AUTOMATIC EPILEPTIC SEIZURE DETECTION WITH MUSIC AND CROSS-CORRELATION METHODS: PERFORMANCE ENHANCEMENT WITH ENSEMBLE LEARNING-VOTING
Abstract
Epileptic seizures are characterized by abnormal neuronal discharges that generate distinctive patterns in EEG signals, requiring accurate and fast detection for clinical decision support. This study proposes a high-resolution spectral approach that integrates the Multiple Signal Classification (MUSIC) algorithm with crosscorrelation-based feature extraction for automated seizure detection. Highresolution spectral estimates of reference EEG signals and individual segments were obtained using the MUSIC algorithm, and six correlation-driven statistical features were computed to capture both spectral similarity and phase relationships.
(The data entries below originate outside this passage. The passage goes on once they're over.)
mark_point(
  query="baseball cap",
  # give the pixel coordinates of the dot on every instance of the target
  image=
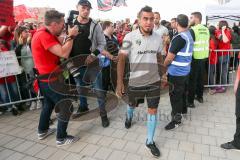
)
(85, 3)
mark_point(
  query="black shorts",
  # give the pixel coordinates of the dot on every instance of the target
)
(137, 94)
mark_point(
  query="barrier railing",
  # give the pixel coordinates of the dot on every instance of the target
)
(19, 89)
(222, 67)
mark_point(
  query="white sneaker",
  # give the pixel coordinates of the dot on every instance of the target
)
(33, 106)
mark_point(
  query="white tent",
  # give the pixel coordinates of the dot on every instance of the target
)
(229, 11)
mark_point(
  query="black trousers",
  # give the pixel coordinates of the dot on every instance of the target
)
(196, 79)
(106, 81)
(237, 134)
(178, 94)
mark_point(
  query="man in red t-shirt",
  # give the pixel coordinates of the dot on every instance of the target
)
(235, 143)
(47, 52)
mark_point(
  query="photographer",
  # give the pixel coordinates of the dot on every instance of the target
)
(90, 42)
(47, 51)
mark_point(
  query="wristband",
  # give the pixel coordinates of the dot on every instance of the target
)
(92, 54)
(96, 52)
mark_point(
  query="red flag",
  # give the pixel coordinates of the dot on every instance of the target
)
(6, 13)
(21, 13)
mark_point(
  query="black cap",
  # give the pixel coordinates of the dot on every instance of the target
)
(85, 3)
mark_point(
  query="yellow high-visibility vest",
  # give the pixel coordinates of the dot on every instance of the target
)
(201, 44)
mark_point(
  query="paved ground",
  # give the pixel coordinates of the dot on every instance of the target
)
(199, 138)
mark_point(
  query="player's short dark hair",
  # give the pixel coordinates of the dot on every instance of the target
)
(174, 19)
(198, 15)
(106, 24)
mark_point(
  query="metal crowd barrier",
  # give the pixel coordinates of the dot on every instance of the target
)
(20, 98)
(223, 73)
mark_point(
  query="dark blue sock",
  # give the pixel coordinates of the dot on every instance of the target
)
(130, 112)
(151, 126)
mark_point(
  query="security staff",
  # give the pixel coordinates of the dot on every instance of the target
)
(200, 54)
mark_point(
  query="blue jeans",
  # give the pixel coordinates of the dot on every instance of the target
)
(91, 77)
(223, 68)
(13, 91)
(51, 100)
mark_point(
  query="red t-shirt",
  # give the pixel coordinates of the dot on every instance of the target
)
(9, 79)
(33, 32)
(238, 73)
(213, 55)
(221, 44)
(45, 61)
(8, 37)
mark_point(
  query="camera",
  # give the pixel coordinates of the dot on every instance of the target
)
(72, 69)
(70, 21)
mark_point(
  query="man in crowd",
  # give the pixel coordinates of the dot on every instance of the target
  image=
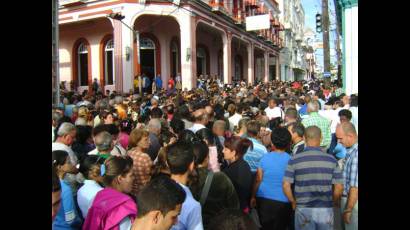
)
(318, 182)
(347, 136)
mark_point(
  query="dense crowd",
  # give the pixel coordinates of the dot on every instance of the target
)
(276, 155)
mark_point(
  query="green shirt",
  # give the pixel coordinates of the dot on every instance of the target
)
(314, 119)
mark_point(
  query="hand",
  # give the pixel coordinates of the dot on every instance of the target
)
(253, 202)
(293, 205)
(347, 216)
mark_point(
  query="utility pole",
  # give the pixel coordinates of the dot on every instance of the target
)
(326, 48)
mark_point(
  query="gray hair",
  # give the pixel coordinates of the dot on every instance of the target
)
(80, 121)
(103, 141)
(313, 106)
(154, 125)
(65, 128)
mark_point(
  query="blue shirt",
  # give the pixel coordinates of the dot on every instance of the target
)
(273, 166)
(86, 195)
(191, 216)
(254, 155)
(67, 216)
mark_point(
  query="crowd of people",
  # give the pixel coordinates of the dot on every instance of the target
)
(276, 155)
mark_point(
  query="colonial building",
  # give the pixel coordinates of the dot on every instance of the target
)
(190, 38)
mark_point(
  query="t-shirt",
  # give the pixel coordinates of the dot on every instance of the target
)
(273, 166)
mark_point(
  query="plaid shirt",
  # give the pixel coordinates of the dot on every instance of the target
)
(351, 169)
(314, 119)
(142, 168)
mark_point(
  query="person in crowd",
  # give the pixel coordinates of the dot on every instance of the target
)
(347, 136)
(154, 128)
(221, 193)
(207, 136)
(274, 208)
(238, 170)
(159, 205)
(112, 208)
(313, 197)
(297, 130)
(180, 160)
(90, 167)
(142, 163)
(315, 119)
(254, 154)
(67, 216)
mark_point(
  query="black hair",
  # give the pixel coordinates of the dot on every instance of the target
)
(206, 134)
(298, 128)
(281, 138)
(179, 157)
(232, 219)
(88, 162)
(162, 194)
(346, 113)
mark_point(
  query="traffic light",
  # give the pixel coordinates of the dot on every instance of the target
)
(318, 23)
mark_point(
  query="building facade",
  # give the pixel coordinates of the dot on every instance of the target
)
(348, 12)
(293, 65)
(169, 38)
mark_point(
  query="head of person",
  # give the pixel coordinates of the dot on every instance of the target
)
(313, 136)
(154, 126)
(106, 117)
(345, 115)
(235, 148)
(312, 106)
(66, 133)
(90, 168)
(55, 193)
(291, 115)
(206, 135)
(139, 138)
(219, 128)
(180, 158)
(118, 174)
(346, 134)
(297, 131)
(62, 163)
(281, 138)
(232, 219)
(104, 142)
(160, 203)
(253, 128)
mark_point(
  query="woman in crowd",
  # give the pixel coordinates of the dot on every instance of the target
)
(112, 208)
(221, 192)
(142, 164)
(67, 216)
(90, 167)
(273, 207)
(238, 170)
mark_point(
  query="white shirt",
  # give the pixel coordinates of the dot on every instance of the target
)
(86, 195)
(275, 112)
(196, 127)
(234, 120)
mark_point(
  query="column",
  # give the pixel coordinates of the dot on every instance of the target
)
(188, 51)
(227, 58)
(118, 67)
(251, 60)
(266, 58)
(127, 51)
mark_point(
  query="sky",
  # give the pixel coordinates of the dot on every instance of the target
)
(311, 8)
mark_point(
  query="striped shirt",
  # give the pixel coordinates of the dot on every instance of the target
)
(313, 172)
(254, 155)
(314, 119)
(351, 169)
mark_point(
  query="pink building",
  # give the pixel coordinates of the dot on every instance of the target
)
(190, 38)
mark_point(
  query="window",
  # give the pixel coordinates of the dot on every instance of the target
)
(109, 63)
(82, 53)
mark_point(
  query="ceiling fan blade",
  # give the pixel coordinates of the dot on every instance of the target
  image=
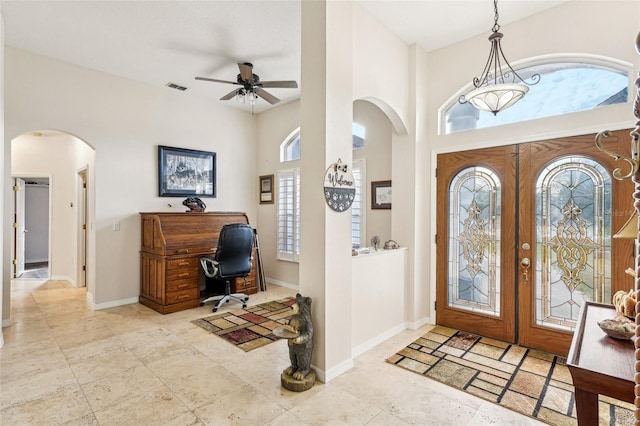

These features were classified using Random Forest, k-Nearest Neighbor, Multilayer Perceptron, and an Ensemble Learning-Voting model. Experiments were conducted on the Bonn University EEG dataset across 14 binary and multiclass tasks. The Ensemble Learning-Voting classifier achieved the best overall performance with an average accuracy of 99.17%, outperforming individual classifiers. The proposed methodology provides high frequency resolution, low computational cost, and robust classification capability, demonstrating strong potential for real-time epileptic seizure detection and integration into clinical EEG monitoring systems.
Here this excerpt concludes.